Konflikte in schulischen Kontexten
Im Rahmen meiner kleinen Einführung in die Methodik des systemischen Arbeitens ist mir zum ersten Mal das Modell der Konflikteskalation von Friedrich Glasl vor die Nase gekommen:
Viele andere Modelle zur Beschreibung von Konflikten haben eine eher ansteigende Tendenz, um auszudrücken, dass sich bei unkontrolliertem Fortschreiten des Konflikts dessen Intensität steigert. Glasl beschreibt eskalierende Konflikte defizitär: Menschen verlieren mit jeder Eskalationsstufe mehr und mehr von ihrer Menschlichkeit. Die notwendigen Interventionen werden mit jeder Stufe nach unten immer drastischer bis hin zum Machteingriff in Stufe 7–9. Im Prinzip finden sich auch viele Stufen von Mobbingprozessen in Glasls Modell wieder.
- Stufe 1: Verhärtung
Konflikte beginnen mit Spannungen, z. B. gelegentliches Aufeinanderprallen von Meinungen. Es ist alltäglich und wird nicht als Beginn eines Konflikts wahrgenommen. Wenn daraus doch ein Konflikt entsteht, werden die Meinungen fundamentaler. Der Konflikt könnte tiefere Ursachen haben.
- Stufe 2: Debatte
Ab hier überlegen sich die Konfliktpartner Strategien, um den anderen von ihren Argumenten zu überzeugen. Meinungsverschiedenheiten führen zu einem Streit. Man will den anderen unter Druck setzen. Schwarz-Weiß-Denken entsteht.
- Stufe 3: Taten statt Worte
Die Konfliktpartner erhöhen den Druck auf den jeweils anderen, um sich oder die eigene Meinung durchzusetzen.
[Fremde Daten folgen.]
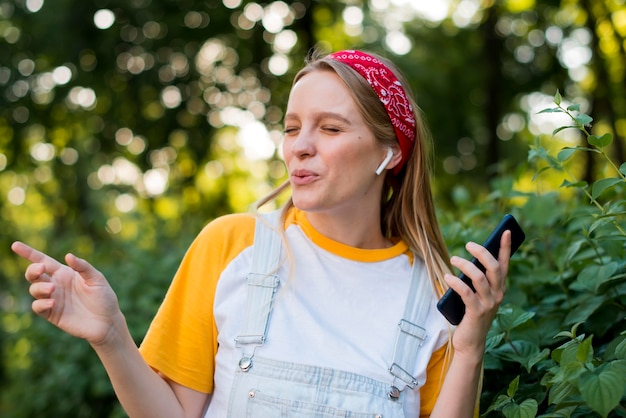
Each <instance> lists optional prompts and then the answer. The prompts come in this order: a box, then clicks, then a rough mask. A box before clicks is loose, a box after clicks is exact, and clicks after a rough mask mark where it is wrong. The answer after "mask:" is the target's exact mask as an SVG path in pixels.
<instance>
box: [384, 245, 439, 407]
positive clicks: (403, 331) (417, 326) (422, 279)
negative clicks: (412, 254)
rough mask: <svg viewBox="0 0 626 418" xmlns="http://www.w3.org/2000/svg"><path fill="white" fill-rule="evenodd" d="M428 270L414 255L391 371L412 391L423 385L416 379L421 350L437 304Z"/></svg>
mask: <svg viewBox="0 0 626 418" xmlns="http://www.w3.org/2000/svg"><path fill="white" fill-rule="evenodd" d="M427 273H428V271H427V269H426V268H425V266H424V265H423V264H422V263H420V261H419V258H418V257H417V255H414V260H413V273H412V275H411V287H410V289H409V294H408V296H407V299H406V305H405V307H404V316H403V318H402V319H401V320H400V322H399V323H398V334H397V338H396V347H395V352H394V356H393V363H392V364H391V367H390V368H389V372H390V373H391V374H392V375H393V376H394V380H395V379H400V380H401V381H402V382H404V383H405V384H406V386H408V387H409V388H411V389H414V388H415V387H416V386H417V384H418V383H419V382H418V380H417V378H416V377H415V376H413V374H412V373H413V372H414V371H415V370H416V367H415V366H416V364H417V359H418V354H419V350H420V348H421V346H422V344H423V342H424V341H425V340H426V328H425V323H426V317H427V316H428V312H429V311H430V308H431V305H432V303H433V291H432V286H431V283H430V279H429V277H428V274H427ZM389 396H390V397H391V398H395V399H397V398H398V397H399V396H400V389H398V388H397V387H396V386H395V385H393V386H391V389H390V391H389Z"/></svg>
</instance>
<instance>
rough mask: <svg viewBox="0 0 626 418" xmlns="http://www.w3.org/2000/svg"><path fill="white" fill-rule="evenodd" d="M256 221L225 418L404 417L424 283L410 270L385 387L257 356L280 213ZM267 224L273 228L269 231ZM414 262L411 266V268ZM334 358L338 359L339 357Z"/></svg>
mask: <svg viewBox="0 0 626 418" xmlns="http://www.w3.org/2000/svg"><path fill="white" fill-rule="evenodd" d="M261 216H262V218H263V220H257V222H256V230H255V244H254V254H253V261H252V270H251V273H250V274H249V275H248V279H247V283H248V286H247V302H246V313H245V317H244V325H243V329H242V330H241V332H240V334H239V335H238V336H237V337H236V338H235V341H236V344H237V346H238V347H240V348H241V352H242V355H241V360H240V361H239V367H238V370H237V371H236V376H235V379H234V382H233V387H232V390H231V394H230V400H229V408H228V416H229V417H231V418H244V417H250V418H266V417H283V418H291V417H294V418H295V417H298V418H327V417H345V418H382V417H384V418H400V417H404V411H403V405H402V398H403V390H404V389H405V388H407V387H408V388H409V389H414V388H415V387H416V386H417V385H418V384H420V383H421V384H423V383H424V382H418V381H417V379H416V378H414V377H413V376H412V374H411V373H412V372H414V371H415V368H416V359H417V357H418V351H419V349H420V346H421V345H422V343H423V341H424V340H425V339H426V331H425V329H424V328H423V327H422V326H420V325H419V324H422V323H423V321H424V318H425V317H426V315H427V313H428V311H429V309H430V305H431V303H432V300H433V297H432V289H431V286H430V281H429V280H423V278H422V280H419V278H420V274H419V273H418V269H417V268H415V267H414V268H413V274H412V279H411V286H410V290H409V294H408V296H407V301H406V305H405V311H404V316H403V319H401V320H400V321H399V323H398V333H397V339H396V344H395V353H394V358H393V361H392V362H391V366H390V367H389V372H390V376H389V381H388V382H380V381H377V380H374V379H371V378H369V377H366V376H362V375H358V374H354V373H350V372H347V371H341V370H335V369H329V368H324V367H317V366H311V365H303V364H294V363H287V362H283V361H279V360H270V359H266V358H263V357H260V356H255V350H256V349H257V348H258V347H261V346H263V344H264V342H265V337H266V335H267V329H268V324H269V318H270V313H271V309H272V302H273V299H274V295H275V293H276V290H277V288H278V285H279V283H280V279H279V277H278V276H277V275H276V274H274V273H275V272H276V270H277V268H278V265H279V263H280V252H281V247H282V243H281V237H280V235H279V234H278V232H277V231H276V230H275V229H273V228H277V227H278V225H279V218H280V213H279V212H278V211H276V212H272V213H270V214H263V215H261ZM268 224H269V225H272V226H273V228H272V227H270V226H268ZM417 264H418V263H415V262H414V263H413V265H414V266H415V265H417ZM338 355H340V353H338Z"/></svg>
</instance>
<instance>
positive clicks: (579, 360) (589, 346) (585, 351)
mask: <svg viewBox="0 0 626 418" xmlns="http://www.w3.org/2000/svg"><path fill="white" fill-rule="evenodd" d="M591 340H592V337H589V338H586V339H585V340H584V341H583V342H582V343H581V344H580V345H579V346H578V350H577V352H576V360H578V361H580V362H581V363H587V362H590V361H591V360H592V359H593V346H592V345H591Z"/></svg>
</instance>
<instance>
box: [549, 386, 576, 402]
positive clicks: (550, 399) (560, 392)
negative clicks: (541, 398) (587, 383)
mask: <svg viewBox="0 0 626 418" xmlns="http://www.w3.org/2000/svg"><path fill="white" fill-rule="evenodd" d="M577 392H578V390H577V389H576V387H575V386H574V385H572V384H571V383H569V382H567V381H558V382H555V383H554V385H553V386H552V387H551V388H550V393H549V395H548V402H549V403H550V404H556V405H558V404H560V403H561V402H563V401H565V400H566V399H567V398H569V397H570V396H572V395H574V394H576V393H577Z"/></svg>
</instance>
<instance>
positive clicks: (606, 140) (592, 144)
mask: <svg viewBox="0 0 626 418" xmlns="http://www.w3.org/2000/svg"><path fill="white" fill-rule="evenodd" d="M587 142H589V144H591V145H593V146H596V147H598V148H604V147H606V146H608V145H610V144H611V142H613V135H611V134H610V133H606V134H604V135H602V136H597V135H589V138H587Z"/></svg>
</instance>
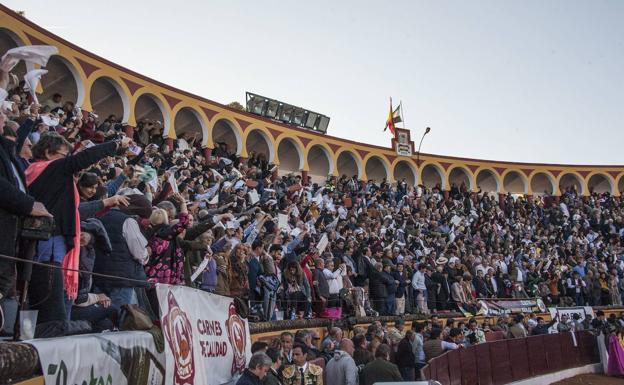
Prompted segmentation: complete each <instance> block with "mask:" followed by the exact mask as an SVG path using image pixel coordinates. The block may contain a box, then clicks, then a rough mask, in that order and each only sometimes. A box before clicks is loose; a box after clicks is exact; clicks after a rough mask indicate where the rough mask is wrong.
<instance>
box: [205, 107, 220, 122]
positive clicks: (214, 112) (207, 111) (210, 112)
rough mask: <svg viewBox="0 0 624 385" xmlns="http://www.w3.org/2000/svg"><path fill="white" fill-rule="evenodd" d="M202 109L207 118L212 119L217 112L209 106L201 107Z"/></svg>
mask: <svg viewBox="0 0 624 385" xmlns="http://www.w3.org/2000/svg"><path fill="white" fill-rule="evenodd" d="M201 109H202V111H204V114H206V117H207V118H208V120H212V118H213V117H214V116H215V115H216V114H218V113H219V112H218V111H215V110H211V109H210V108H206V107H201Z"/></svg>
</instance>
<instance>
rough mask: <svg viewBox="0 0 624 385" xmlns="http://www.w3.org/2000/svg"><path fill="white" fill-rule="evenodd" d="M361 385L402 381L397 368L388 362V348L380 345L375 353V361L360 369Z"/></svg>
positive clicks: (366, 365)
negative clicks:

Gespräche werden z. B. abgebrochen. Es findet keine verbale Kommunikation mehr statt und der Konflikt verschärft sich schneller. Das Mitgefühl für den „anderen“ geht verloren.
- Stufe 4: Koalitionen
Der Konflikt verschärft sich dadurch, dass man Sympathisanten für seine Sache sucht. Da man sich im Recht glaubt, kann man den Gegner denunzieren. Es geht nicht mehr um die Sache, sondern darum, den Konflikt zu gewinnen, damit der Gegner verliert.
- Stufe 5: Gesichtsverlust
Der Gegner soll in seiner Identität vernichtet werden durch alle möglichen Unterstellungen oder ähnliches. Hier ist der Vertrauensverlust vollständig. Gesichtsverlust bedeutet in diesem Sinne Verlust der moralischen Glaubwürdigkeit.
- Stufe 6: Drohstrategien
Mit Drohungen versuchen die Konfliktparteien, die Situation absolut zu kontrollieren. Sie soll die eigene Macht veranschaulichen. Man droht z. B. mit einer Forderung (10 Mio. Euro), die durch eine Sanktion („Sonst sprenge ich Ihr Hauptgebäude in die Luft!“) verschärft und durch das Sanktionspotenzial (Sprengstoff zeigen) untermauert wird. Hier entscheiden die Proportionen über die Glaubwürdigkeit der Drohung.
- Stufe 7: Begrenzte Vernichtung
Hier soll dem Gegner mit allen Tricks empfindlich geschadet werden. Der Gegner wird nicht mehr als Mensch wahrgenommen. Ab hier wird ein begrenzter eigener Schaden schon als Gewinn angesehen, sollte der des Gegners größer sein.
- Stufe 8: Zersplitterung
Der Gegner soll mit Vernichtungsaktionen zerstört werden.
- Stufe 9: Gemeinsam in den Abgrund
Ab hier kalkuliert man die eigene Vernichtung mit ein, um den Gegner zu besiegen.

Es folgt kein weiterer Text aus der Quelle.